The next problem is that all surgery was performed by MILITARY surgeons. There's an old saying that goes "there's a right way to do things, a wrong way to do things, and the army way to do things". The article does not spell out "the army way" Are the criteria by which a military vascular surgeon decides upon carotid endarterectomy different than civilian?
Next, military surgeons are indeed on straight "salary". In the real world, that is not the usual case---an employed surgeon usually gets a salary guarantee PLUS a productivity bonus, so I wonder if the odds ratio would be less with civilian employed surgeons.

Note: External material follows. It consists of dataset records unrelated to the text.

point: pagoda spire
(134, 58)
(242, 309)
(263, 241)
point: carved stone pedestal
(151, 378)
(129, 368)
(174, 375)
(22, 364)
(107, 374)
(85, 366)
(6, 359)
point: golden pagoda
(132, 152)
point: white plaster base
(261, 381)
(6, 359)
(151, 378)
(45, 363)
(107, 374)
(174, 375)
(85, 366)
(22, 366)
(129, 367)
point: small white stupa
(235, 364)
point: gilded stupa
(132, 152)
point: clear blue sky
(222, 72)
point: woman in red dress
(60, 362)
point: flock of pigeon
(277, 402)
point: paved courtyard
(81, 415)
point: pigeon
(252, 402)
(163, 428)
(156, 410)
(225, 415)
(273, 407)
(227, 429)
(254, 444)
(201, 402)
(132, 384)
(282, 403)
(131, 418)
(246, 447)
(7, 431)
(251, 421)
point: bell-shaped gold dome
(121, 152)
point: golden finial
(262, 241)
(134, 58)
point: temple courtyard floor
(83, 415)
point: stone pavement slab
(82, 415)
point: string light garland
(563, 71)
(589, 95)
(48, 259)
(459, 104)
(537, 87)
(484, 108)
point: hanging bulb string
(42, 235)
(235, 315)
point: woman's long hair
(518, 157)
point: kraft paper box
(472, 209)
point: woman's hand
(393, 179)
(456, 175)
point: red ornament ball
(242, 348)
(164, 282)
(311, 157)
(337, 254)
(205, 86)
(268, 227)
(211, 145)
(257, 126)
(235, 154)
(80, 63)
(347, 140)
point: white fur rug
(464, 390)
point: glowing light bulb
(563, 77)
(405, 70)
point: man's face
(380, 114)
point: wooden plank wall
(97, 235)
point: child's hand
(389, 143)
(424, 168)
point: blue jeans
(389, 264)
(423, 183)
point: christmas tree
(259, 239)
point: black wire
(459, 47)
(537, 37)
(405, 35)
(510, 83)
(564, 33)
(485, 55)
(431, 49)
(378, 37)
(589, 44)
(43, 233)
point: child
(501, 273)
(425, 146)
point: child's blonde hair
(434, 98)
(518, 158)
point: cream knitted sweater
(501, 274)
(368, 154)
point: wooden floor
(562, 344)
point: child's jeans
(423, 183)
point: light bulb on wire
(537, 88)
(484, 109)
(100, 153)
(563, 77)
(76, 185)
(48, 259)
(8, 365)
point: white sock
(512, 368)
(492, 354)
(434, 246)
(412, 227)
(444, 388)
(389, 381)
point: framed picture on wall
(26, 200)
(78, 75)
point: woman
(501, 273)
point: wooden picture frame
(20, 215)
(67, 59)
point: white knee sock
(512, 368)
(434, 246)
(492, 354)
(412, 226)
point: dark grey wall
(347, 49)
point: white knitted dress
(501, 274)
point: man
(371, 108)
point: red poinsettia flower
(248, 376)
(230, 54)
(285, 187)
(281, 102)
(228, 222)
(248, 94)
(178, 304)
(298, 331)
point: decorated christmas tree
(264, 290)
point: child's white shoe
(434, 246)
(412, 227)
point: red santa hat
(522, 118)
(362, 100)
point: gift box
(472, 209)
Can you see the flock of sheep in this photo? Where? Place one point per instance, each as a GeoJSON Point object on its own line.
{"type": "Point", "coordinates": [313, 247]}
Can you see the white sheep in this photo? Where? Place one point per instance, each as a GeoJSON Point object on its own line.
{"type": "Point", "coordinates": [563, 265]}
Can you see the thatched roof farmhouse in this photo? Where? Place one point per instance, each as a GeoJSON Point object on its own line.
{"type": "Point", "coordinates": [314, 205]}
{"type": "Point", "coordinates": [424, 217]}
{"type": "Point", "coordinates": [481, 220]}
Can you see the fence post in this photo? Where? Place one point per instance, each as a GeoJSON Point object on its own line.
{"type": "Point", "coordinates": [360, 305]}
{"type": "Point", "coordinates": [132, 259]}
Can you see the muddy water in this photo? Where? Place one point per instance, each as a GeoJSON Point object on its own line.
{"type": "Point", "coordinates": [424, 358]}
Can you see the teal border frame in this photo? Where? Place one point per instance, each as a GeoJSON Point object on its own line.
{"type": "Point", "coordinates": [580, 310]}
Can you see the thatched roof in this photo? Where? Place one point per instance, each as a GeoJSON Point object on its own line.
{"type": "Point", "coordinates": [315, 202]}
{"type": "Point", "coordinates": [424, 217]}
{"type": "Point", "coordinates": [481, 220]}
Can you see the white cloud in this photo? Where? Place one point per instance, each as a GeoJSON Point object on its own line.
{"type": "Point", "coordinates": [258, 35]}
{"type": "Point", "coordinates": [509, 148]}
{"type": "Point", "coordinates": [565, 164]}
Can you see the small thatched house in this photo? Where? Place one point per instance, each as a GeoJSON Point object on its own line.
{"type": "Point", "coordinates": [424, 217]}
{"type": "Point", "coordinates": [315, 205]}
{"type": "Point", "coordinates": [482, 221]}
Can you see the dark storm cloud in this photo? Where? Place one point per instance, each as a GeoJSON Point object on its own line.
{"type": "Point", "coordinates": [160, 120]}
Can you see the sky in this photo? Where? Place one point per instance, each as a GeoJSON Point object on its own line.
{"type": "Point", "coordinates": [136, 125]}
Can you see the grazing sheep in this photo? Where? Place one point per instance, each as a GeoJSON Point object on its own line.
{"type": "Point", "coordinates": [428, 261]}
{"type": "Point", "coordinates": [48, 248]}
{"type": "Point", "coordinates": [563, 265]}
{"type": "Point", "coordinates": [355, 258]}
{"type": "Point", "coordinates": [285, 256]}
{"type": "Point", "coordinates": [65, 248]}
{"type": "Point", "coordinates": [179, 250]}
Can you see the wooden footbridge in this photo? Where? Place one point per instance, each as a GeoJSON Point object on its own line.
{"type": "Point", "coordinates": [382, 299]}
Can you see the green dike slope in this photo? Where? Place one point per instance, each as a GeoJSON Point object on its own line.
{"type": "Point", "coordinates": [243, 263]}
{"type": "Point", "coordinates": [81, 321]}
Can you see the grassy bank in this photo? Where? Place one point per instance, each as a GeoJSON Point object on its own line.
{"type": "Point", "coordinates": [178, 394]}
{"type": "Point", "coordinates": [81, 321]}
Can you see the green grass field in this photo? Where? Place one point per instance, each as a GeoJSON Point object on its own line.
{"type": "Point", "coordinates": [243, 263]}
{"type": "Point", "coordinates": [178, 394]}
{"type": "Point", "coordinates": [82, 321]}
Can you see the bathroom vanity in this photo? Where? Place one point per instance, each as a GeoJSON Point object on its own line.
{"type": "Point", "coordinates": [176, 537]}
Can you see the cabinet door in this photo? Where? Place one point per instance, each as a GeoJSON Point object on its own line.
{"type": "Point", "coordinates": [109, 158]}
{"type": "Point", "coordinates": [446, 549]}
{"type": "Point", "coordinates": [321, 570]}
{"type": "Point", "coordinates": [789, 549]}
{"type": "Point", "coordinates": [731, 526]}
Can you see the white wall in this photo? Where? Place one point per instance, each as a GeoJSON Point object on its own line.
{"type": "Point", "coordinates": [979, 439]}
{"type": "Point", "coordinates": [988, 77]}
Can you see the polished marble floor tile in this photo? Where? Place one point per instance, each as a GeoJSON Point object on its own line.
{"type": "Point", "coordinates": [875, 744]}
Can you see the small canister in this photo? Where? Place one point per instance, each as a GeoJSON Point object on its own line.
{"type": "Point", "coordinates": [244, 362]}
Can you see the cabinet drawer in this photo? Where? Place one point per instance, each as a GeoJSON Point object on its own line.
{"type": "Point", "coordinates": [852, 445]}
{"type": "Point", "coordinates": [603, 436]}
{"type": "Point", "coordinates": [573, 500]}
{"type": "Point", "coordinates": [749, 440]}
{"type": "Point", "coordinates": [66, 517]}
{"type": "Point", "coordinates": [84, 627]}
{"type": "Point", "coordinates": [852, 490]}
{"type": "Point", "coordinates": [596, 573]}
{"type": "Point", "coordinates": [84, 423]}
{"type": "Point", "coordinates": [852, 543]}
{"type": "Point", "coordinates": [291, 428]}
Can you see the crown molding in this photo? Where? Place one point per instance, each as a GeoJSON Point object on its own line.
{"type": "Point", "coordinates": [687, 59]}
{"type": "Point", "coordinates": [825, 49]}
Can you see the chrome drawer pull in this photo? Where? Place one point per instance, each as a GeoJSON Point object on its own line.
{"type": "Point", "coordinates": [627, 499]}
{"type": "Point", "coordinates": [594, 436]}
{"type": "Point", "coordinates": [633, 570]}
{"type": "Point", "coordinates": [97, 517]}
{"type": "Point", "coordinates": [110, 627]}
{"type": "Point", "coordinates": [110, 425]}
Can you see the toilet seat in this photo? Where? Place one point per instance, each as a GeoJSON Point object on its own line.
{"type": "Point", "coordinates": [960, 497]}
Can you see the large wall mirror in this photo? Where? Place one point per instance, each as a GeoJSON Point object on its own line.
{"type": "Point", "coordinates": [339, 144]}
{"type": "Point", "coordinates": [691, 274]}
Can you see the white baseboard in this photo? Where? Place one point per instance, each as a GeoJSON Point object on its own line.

If you look at the odds ratios in the data, it is about 1.6 for fee for service surgeons, certainly implying that financial gain may be a significant factor. But the odds ratio for smokers, regardless of payment model, was 1.9. Therefore, I could us their data and title an article "Vascular surgeons are far more likely to "punish" a smoker by "putting them under the knife" and my conclusion would be even more statistically valid. Do you think that is really the case? And if not, why is "Tahiti" more valid? The odds ratio for symptomatic patients was about 9. Yet progression to CVA is nowhere near 9x as great for symptomatic patients, so why is that? Perhaps the patient with symptoms is more eager to have something done?
Lastly, are there surgeons motivated by money? Of course there are. There are dermatologists and radiologists and internists with that motivation. There are also lawyers, plumbers and used car salesmen as well. I just don't think that money is the MAIN motivation for the MAJORITY of surgeons. I just didn't want a person with a legitimate need for surgical intervention to reject that treatment because he became convinced that the surgeon is just trying to make money.